You may also have a look at my scraped data sets and updated scripts at https://github.com/wnarifin/covid-19-malaysia.
library(rvest)
library(tesseract)
library(magick)
library(magrittr)
library(stringr)
# Date
my_date = Sys.Date()
# my_date = "2020-11-01" # if you want other date in yyyy-mm-dd format
my_day = format(as.Date(my_date), "%d")
my_day_no = as.numeric(my_day)
my_mo = format(as.Date(my_date), "%m")
my_mo_no = as.numeric(my_mo)
# Set URL
my_mo_list = c("januari", "februari", "mac", "april", "mei", "jun", "julai", "ogos", "september", "oktober", "november", "disember")
kpk_url = paste0("https://kpkesihatan.com/2020/", my_mo, "/", my_day, "/kenyataan-akhbar-kpk-", my_day_no,
"-", my_mo_list[my_mo_no], "-2020-situasi-semasa-jangkitan-penyakit-coronavirus-2019-covid-19-di-malaysia/")
kpk_page = read_html(kpk_url)
str(kpk_page) # make sure HTML page is loaded
## List of 2
## $ node:<externalptr>
## $ doc :<externalptr>
## - attr(*, "class")= chr [1:2] "xml_document" "xml_node"
img_node = html_nodes(kpk_page, "img")
img_loc = grep("discaj", img_node, ignore.case = T) # get node with discaj
img_link = html_attr(img_node[img_loc], "data-orig-file") # get the content of attribute in a tag
img_data = image_read(img_link)
For Kelantan, size = 80x22 at pixel location left upper side = 200,348. Change for other states.
state = "KELANTAN"
img_data_kelantan = img_data %>% image_scale("794x446") %>% image_crop("80x22+200+348") %>% image_resize("2000x")

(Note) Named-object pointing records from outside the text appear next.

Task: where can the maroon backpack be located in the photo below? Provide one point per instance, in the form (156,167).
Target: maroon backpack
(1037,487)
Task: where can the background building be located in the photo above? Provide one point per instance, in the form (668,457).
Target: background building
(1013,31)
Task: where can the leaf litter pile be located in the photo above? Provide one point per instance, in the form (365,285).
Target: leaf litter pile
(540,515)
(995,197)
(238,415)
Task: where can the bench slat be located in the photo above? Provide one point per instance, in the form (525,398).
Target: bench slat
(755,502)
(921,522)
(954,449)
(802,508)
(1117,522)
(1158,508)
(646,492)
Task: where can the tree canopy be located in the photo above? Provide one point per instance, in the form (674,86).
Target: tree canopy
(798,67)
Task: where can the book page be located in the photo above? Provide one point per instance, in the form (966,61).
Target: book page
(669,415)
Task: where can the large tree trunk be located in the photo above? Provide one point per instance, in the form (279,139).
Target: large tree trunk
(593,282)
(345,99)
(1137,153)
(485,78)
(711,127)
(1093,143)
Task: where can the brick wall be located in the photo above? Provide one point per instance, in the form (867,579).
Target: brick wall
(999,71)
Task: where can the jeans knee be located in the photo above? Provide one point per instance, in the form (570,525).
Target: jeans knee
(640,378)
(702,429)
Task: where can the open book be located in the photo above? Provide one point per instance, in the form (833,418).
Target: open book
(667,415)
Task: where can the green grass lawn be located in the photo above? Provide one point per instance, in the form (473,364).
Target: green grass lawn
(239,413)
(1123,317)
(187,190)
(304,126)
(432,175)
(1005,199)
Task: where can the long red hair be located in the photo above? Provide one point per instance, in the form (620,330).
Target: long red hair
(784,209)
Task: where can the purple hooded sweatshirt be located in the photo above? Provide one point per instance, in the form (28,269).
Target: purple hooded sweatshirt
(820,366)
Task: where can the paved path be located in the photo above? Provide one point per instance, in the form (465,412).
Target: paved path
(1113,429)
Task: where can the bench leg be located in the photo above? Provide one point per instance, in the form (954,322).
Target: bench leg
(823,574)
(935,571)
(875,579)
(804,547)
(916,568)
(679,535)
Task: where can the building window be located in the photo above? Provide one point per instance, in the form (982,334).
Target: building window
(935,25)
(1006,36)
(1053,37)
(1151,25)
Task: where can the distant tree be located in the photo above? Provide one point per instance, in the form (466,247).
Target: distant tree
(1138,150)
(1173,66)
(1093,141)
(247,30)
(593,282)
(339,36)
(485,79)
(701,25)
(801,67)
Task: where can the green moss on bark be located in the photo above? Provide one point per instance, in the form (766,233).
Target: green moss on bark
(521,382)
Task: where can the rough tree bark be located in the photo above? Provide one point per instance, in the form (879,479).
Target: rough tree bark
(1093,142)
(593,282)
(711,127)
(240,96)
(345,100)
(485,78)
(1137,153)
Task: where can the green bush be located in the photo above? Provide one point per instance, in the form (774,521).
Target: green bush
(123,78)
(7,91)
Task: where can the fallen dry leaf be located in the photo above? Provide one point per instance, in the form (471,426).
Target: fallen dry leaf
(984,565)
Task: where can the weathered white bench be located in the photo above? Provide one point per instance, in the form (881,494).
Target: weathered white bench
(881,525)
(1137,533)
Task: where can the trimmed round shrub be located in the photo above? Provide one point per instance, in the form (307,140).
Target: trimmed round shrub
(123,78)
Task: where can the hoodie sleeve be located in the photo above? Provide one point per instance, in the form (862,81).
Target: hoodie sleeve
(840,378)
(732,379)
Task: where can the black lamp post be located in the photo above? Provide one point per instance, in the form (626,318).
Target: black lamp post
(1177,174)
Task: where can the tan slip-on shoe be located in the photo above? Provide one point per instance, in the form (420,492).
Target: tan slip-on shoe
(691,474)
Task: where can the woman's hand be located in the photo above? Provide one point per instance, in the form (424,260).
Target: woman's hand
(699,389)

# enlarge the image, works better with OCR
recover_data = image_ocr(img_data_kelantan, language = "msa") %>% str_extract_all("[:digit:]", simplify = T) %>%
str_c(collapse = "") %>% as.numeric()
data_recover_kelantan = data.frame(date=my_date, state=state, recover=recover_data)
data_recover_kelantan
## date state recover
## 1 2020-11-24 KELANTAN 4
# Read image data
img_data_state = img_data %>% %>% image_resize("2000x") %>% image_enhance() %>% image_modulate(brightness = 130)
# OCR
recover_img = image_ocr(img_data_state, language = "msa")
recover_data = str_split(recover_img, "[\n]", simplify = T) # split at \n
recover_data = recover_data[grep("kes", recover_data)] # extract index with kes
recover_data = str_c(recover_data, collapse = " ")
recover_data_state = as.numeric(str_split(recover_data, "kes", simplify = T)[1:15])
# Supposed to be 16, but WP KL & WP PUTRAJAYA combined in the image
state_all = c("Perlis", "Kedah", "Pulau Pinang", "Perak", "Selangor",
"WP Kuala Lumpur/Putrajaya", "Negeri Sembilan", "Melaka", "Johor", "Pahang",
"Terengganu", "Kelantan", "Sabah", "Sarawak", "WP Labuan")
state_all = str_to_upper(state_all)
data_recover_state = data.frame(date=rep(my_date,length(recover_data_state)), state=state_all, recover=recover_data_state)
data_recover_state
## date state recover
## 1 2020-11-24 PERLIS 1
## 2 2020-11-24 KEDAH 45
## 3 2020-11-24 PULAU PINANG 34
## 4 2020-11-24 PERAK 7
## 5 2020-11-24 SELANGOR 465
## 6 2020-11-24 WP KUALA LUMPUR/PUTRAJAYA 108
## 7 2020-11-24 NEGERI SEMBILAN 143
## 8 2020-11-24 MELAKA 4
## 9 2020-11-24 JOHOR 10
## 10 2020-11-24 PAHANG 0
## 11 2020-11-24 TERENGGANU 4
## 12 2020-11-24 KELANTAN 4
## 13 2020-11-24 SABAH 833
## 14 2020-11-24 SARAWAK 10
## 15 2020-11-24 WP LABUAN 5
The resulting data frame can be combined with the daily update of new cases and deaths by state. However, the challenge remains because WP Kualan Lumpur and WP Putrajaya are combined for some reason.
Using the method, it will make the process of fetching the number of recovered cases possible, although things get more difficult somehow. This can be easily integrated in any analysis workflow in R. On the other hand, it is hoped that MOH will release the data in a more analysis friendly format in the future.